Optical disc packaging concept

The discbox slider (DBS) is a 100% paperboard optical disc package developed by Stora Enso.

The case is comparable with the plastic jewel or Amaray case when it comes to size, but has more of the features of the LP style cases in terms of weight and printability. The DBS case opens up from the side by moving the slider part (on which the disc is resting) from the sleeve. The Discbox Slider is also considered as an environmentally friendly prerecorded media packaging option as it is 100% recyclable and manufactured using sustainable processes.

The Discbox slider has two packaging formats: the small-sized DBS CD for CD-sized packaging, and the DBS DVD for DVD-sized packaging (a DVD case which is available both in normal and slim size).
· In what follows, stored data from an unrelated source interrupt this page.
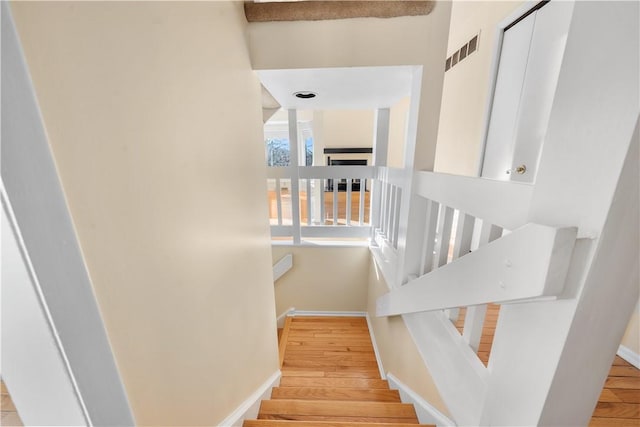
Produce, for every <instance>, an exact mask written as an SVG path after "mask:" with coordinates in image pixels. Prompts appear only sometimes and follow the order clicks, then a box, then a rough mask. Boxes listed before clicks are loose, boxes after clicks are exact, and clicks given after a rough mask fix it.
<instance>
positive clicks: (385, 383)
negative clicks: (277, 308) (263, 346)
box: [243, 316, 418, 427]
mask: <svg viewBox="0 0 640 427" xmlns="http://www.w3.org/2000/svg"><path fill="white" fill-rule="evenodd" d="M280 364H281V369H282V378H281V381H280V386H279V387H275V388H274V389H273V391H272V394H271V399H270V400H263V401H262V404H261V405H260V411H259V413H258V419H257V420H246V421H245V422H244V424H243V425H244V427H285V426H294V427H311V426H319V427H321V426H331V427H338V426H340V427H369V426H376V427H384V426H400V427H402V426H409V425H411V426H415V425H418V419H417V417H416V412H415V409H414V408H413V405H411V404H405V403H402V402H401V401H400V395H399V394H398V391H397V390H391V389H389V384H388V383H387V381H386V380H383V379H381V377H380V371H379V369H378V364H377V362H376V357H375V353H374V351H373V346H372V344H371V338H370V335H369V329H368V326H367V321H366V319H365V318H364V317H315V316H314V317H312V316H308V317H307V316H304V317H300V316H298V317H288V318H287V320H286V323H285V327H284V330H283V332H282V336H281V339H280Z"/></svg>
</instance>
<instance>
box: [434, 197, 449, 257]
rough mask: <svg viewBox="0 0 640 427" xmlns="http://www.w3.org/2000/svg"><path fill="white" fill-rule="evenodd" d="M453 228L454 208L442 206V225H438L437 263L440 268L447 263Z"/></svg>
mask: <svg viewBox="0 0 640 427" xmlns="http://www.w3.org/2000/svg"><path fill="white" fill-rule="evenodd" d="M452 226H453V208H450V207H449V206H444V205H442V206H441V207H440V223H439V224H438V247H437V249H436V262H437V265H438V267H442V266H443V265H445V264H446V263H447V258H448V256H449V244H450V241H451V227H452Z"/></svg>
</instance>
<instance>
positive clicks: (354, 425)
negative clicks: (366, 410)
mask: <svg viewBox="0 0 640 427" xmlns="http://www.w3.org/2000/svg"><path fill="white" fill-rule="evenodd" d="M416 426H432V425H431V424H412V423H367V422H350V421H292V420H246V421H245V422H244V424H243V427H416ZM433 427H435V426H433Z"/></svg>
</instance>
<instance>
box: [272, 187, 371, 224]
mask: <svg viewBox="0 0 640 427" xmlns="http://www.w3.org/2000/svg"><path fill="white" fill-rule="evenodd" d="M268 197H269V219H270V221H271V224H272V225H276V224H277V223H278V204H277V201H276V192H275V191H269V192H268ZM336 205H337V207H338V215H337V218H338V224H339V225H345V224H346V222H347V221H346V218H347V193H346V192H344V191H341V192H338V200H337V204H336ZM324 207H325V215H324V224H325V225H333V193H332V192H325V193H324ZM369 207H370V193H369V192H365V193H364V223H365V224H368V223H369V210H370V209H369ZM281 209H282V221H283V224H285V225H287V224H291V194H290V193H289V191H288V190H283V191H282V194H281ZM307 210H308V208H307V193H306V192H305V191H301V192H300V221H301V222H302V223H303V224H306V223H307V218H308V216H307ZM359 220H360V193H359V192H352V193H351V221H352V224H353V225H356V224H358V222H359Z"/></svg>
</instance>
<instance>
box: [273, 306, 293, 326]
mask: <svg viewBox="0 0 640 427" xmlns="http://www.w3.org/2000/svg"><path fill="white" fill-rule="evenodd" d="M294 311H296V308H295V307H289V308H287V309H286V310H285V311H284V313H282V314H280V315H279V316H278V318H277V319H276V323H277V325H278V328H284V321H285V320H286V319H287V316H289V315H290V314H291V313H293V312H294Z"/></svg>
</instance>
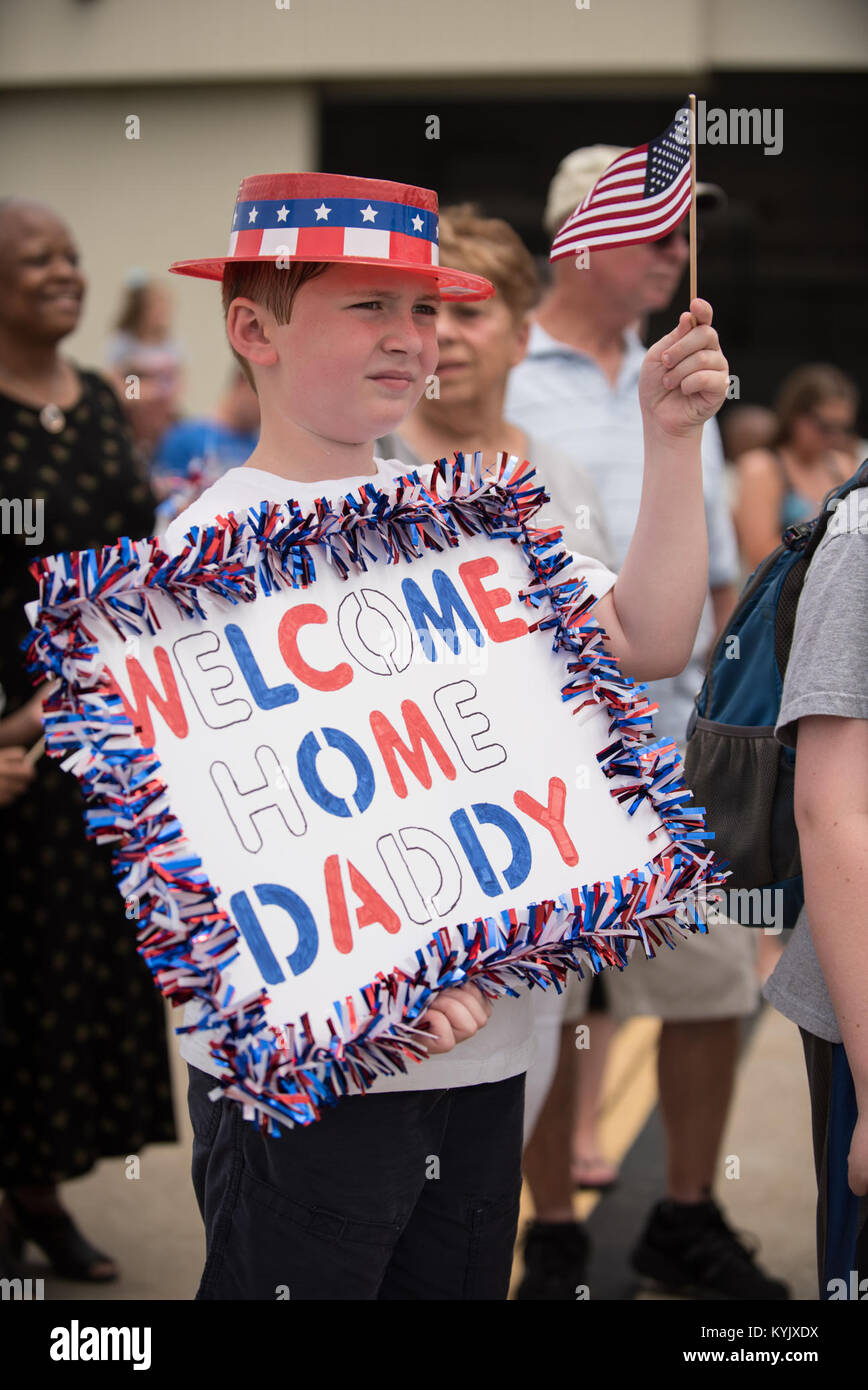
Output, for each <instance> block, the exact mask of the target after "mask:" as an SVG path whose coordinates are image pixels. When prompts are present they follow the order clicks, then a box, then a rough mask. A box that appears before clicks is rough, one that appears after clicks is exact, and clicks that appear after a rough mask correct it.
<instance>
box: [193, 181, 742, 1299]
mask: <svg viewBox="0 0 868 1390" xmlns="http://www.w3.org/2000/svg"><path fill="white" fill-rule="evenodd" d="M232 227H234V231H232V234H231V239H230V252H228V254H227V256H224V257H217V259H214V260H206V261H184V263H177V264H175V265H172V267H171V268H172V270H174V271H177V272H178V274H191V275H199V277H203V278H210V279H221V281H223V302H224V311H225V322H227V335H228V339H230V343H231V347H232V352H234V353H235V356H236V357H238V360H239V361H241V363H242V367H243V370H245V373H246V374H249V377H250V381H252V382H253V385H255V388H256V392H257V395H259V400H260V410H262V431H260V438H259V443H257V446H256V449H255V450H253V453H252V455H250V459H249V460H248V463H246V464H245V466H242V467H239V468H234V470H231V471H230V473H227V474H224V477H223V478H220V480H218V481H217V482H216V484H214V486H211V488H210V489H209V491H207V492H204V493H203V495H202V496H200V498H199V499H198V500H196V502H195V503H193V505H192V506H191V507H188V510H186V512H185V513H182V514H181V516H179V517H178V518H177V520H175V521H174V523H172V525H171V527H170V528H168V532H167V537H166V546H167V549H170V550H177V549H181V548H182V545H184V537H185V534H186V532H188V530H189V527H191V525H207V524H210V523H213V521H214V520H216V518H217V517H218V516H223V517H225V516H227V514H228V513H230V512H234V513H235V514H236V516H238V517H243V516H245V514H246V512H248V509H249V507H250V506H252V507H257V506H259V503H260V502H263V500H268V502H278V503H282V502H285V500H287V498H288V496H292V498H295V499H296V500H298V502H299V505H300V506H302V509H305V510H307V509H313V503H314V500H316V498H320V496H325V498H328V499H338V498H341V496H342V495H344V493H348V492H356V491H359V489H360V488H363V486H364V485H366V484H373V485H376V486H377V488H380V489H383V491H389V489H391V488H392V484H394V480H395V477H398V475H399V474H401V473H402V471H403V470H402V466H401V464H399V463H398V461H396V460H391V461H389V460H378V459H374V455H373V441H374V439H377V438H378V436H383V435H387V434H388V432H389V431H392V430H396V428H398V425H399V424H401V421H402V420H403V418H405V416H406V414H408V413H409V411H410V410H412V407H413V406H415V404H416V402H417V400H419V398H420V395H421V393H423V391H424V388H426V384H427V382H428V381H430V379H431V377H433V374H434V371H435V368H437V360H438V347H437V335H435V321H437V306H438V303H440V300H441V299H458V297H462V299H485V297H488V296H490V295H491V293H492V292H494V291H492V286H491V284H490V282H488V281H485V279H483V278H481V277H479V275H470V274H467V272H459V271H452V270H448V268H445V267H440V265H438V263H437V197H435V195H434V193H431V192H430V190H428V189H420V188H410V186H406V185H401V183H391V182H384V181H374V179H355V178H346V177H344V175H332V174H274V175H257V177H253V178H249V179H245V181H243V182H242V185H241V189H239V195H238V202H236V207H235V218H234V222H232ZM690 311H691V313H690V314H687V313H684V314H682V317H680V321H679V324H677V327H676V328H675V329H673V331H672V332H670V334H668V335H666V336H665V338H662V339H661V341H659V342H658V343H655V345H654V346H652V347H651V349H650V352H648V354H647V359H645V364H644V368H643V374H641V378H640V388H638V389H640V399H641V406H643V418H644V428H645V481H644V491H643V505H641V512H640V517H638V524H637V527H636V532H634V537H633V543H632V546H630V550H629V553H627V556H626V560H625V564H623V567H622V570H620V574H619V575H618V580H615V575H613V574H611V571H608V570H606V569H605V567H604V566H601V564H600V563H598V562H594V560H590V559H584V557H576V569H577V571H579V573H581V574H586V575H588V584H590V588H591V591H593V594H594V595H597V599H598V602H597V605H595V609H594V616H595V619H597V620H598V621H600V624H601V626H602V627H604V628H605V631H606V634H608V648H609V651H611V652H612V653H615V655H616V656H618V657H619V659H620V664H622V669H623V671H625V673H626V674H629V676H632V677H636V678H638V680H651V678H655V677H661V676H666V674H670V673H673V671H677V670H679V669H680V667H682V666H683V664H684V662H686V660H687V657H689V655H690V651H691V645H693V638H694V634H696V628H697V624H698V619H700V612H701V607H702V599H704V594H705V587H707V569H708V556H707V541H705V523H704V510H702V488H701V464H700V435H701V430H702V423H704V421H705V420H707V418H709V416H712V414H714V413H715V411H716V410H718V409H719V406H721V404H722V402H723V399H725V393H726V382H728V364H726V360H725V357H723V354H722V353H721V347H719V343H718V336H716V334H715V331H714V329H712V327H711V317H712V314H711V306H709V304H708V303H705V300H701V299H694V300H693V303H691V304H690ZM691 316H693V317H691ZM531 463H533V460H531ZM543 481H544V480H543ZM530 1017H531V1015H530V1011H529V995H527V991H523V992H522V997H520V998H517V999H512V998H504V999H498V1002H497V1004H495V1005H494V1008H492V1006H491V1005H490V1004H488V1002H487V1001H485V999H484V998H483V995H481V994H480V992H479V991H477V990H476V987H473V986H463V987H462V988H455V990H447V991H444V992H441V994H440V995H438V997H437V1002H435V1005H434V1006H431V1008H430V1009H428V1012H427V1013H426V1015H424V1016H423V1017H421V1019H420V1026H423V1027H424V1029H426V1030H427V1033H428V1036H430V1047H428V1051H430V1052H431V1054H434V1058H433V1059H431V1061H427V1062H424V1063H423V1065H421V1066H419V1068H415V1066H413V1068H412V1074H399V1076H389V1077H383V1079H380V1080H377V1081H376V1083H374V1086H373V1087H371V1090H370V1094H367V1095H363V1097H346V1098H344V1099H342V1101H339V1102H338V1105H335V1106H332V1108H331V1109H327V1111H325V1113H324V1115H323V1116H321V1119H320V1120H319V1122H317V1123H316V1125H312V1126H307V1127H298V1129H294V1130H291V1131H287V1133H284V1134H281V1137H280V1138H268V1137H266V1136H264V1134H262V1133H260V1131H259V1130H257V1129H256V1127H255V1126H253V1125H249V1123H245V1122H243V1119H242V1115H241V1109H239V1106H238V1105H225V1104H223V1102H221V1104H213V1102H211V1101H210V1099H209V1093H210V1091H211V1090H213V1081H211V1080H210V1077H209V1074H207V1073H210V1074H211V1076H220V1074H221V1070H220V1068H218V1066H217V1065H216V1063H214V1062H213V1061H211V1058H210V1054H209V1049H207V1047H206V1045H204V1044H203V1042H202V1041H200V1040H199V1038H198V1036H196V1034H195V1033H191V1034H188V1036H186V1037H185V1040H184V1042H182V1047H181V1051H182V1055H184V1056H185V1059H186V1061H188V1063H189V1079H191V1084H189V1105H191V1116H192V1120H193V1130H195V1145H193V1183H195V1188H196V1197H198V1201H199V1205H200V1209H202V1213H203V1219H204V1223H206V1233H207V1261H206V1268H204V1272H203V1277H202V1284H200V1289H199V1294H198V1297H199V1298H230V1300H231V1298H281V1297H284V1298H285V1297H289V1298H363V1300H366V1298H369V1300H374V1298H380V1300H394V1298H399V1300H401V1298H504V1297H505V1295H506V1290H508V1286H509V1272H511V1264H512V1247H513V1240H515V1232H516V1223H517V1211H519V1193H520V1154H522V1113H523V1080H524V1070H526V1068H527V1065H529V1061H530ZM191 1022H192V1015H191Z"/></svg>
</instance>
The DBS CD case can hold 1–2 discs and a booklet, whereas the DBS DVD cases can hold 1–3 discs and booklet. The DVD-sized case is increasingly being adopted for Blu-ray releases. The Discbox Slider (DBS) packaging is currently being used by record labels and movie studios worldwide.

== Uses ==
Many covermount CDs released in British magazine Mixmag were packaged in discbox sliders. This format replaced the standard jewel case which in turn was replaced by a simple cardboard sleeve. DBSes were also used by General Motors to package instructional CDs included with their vehicles in the 2000s.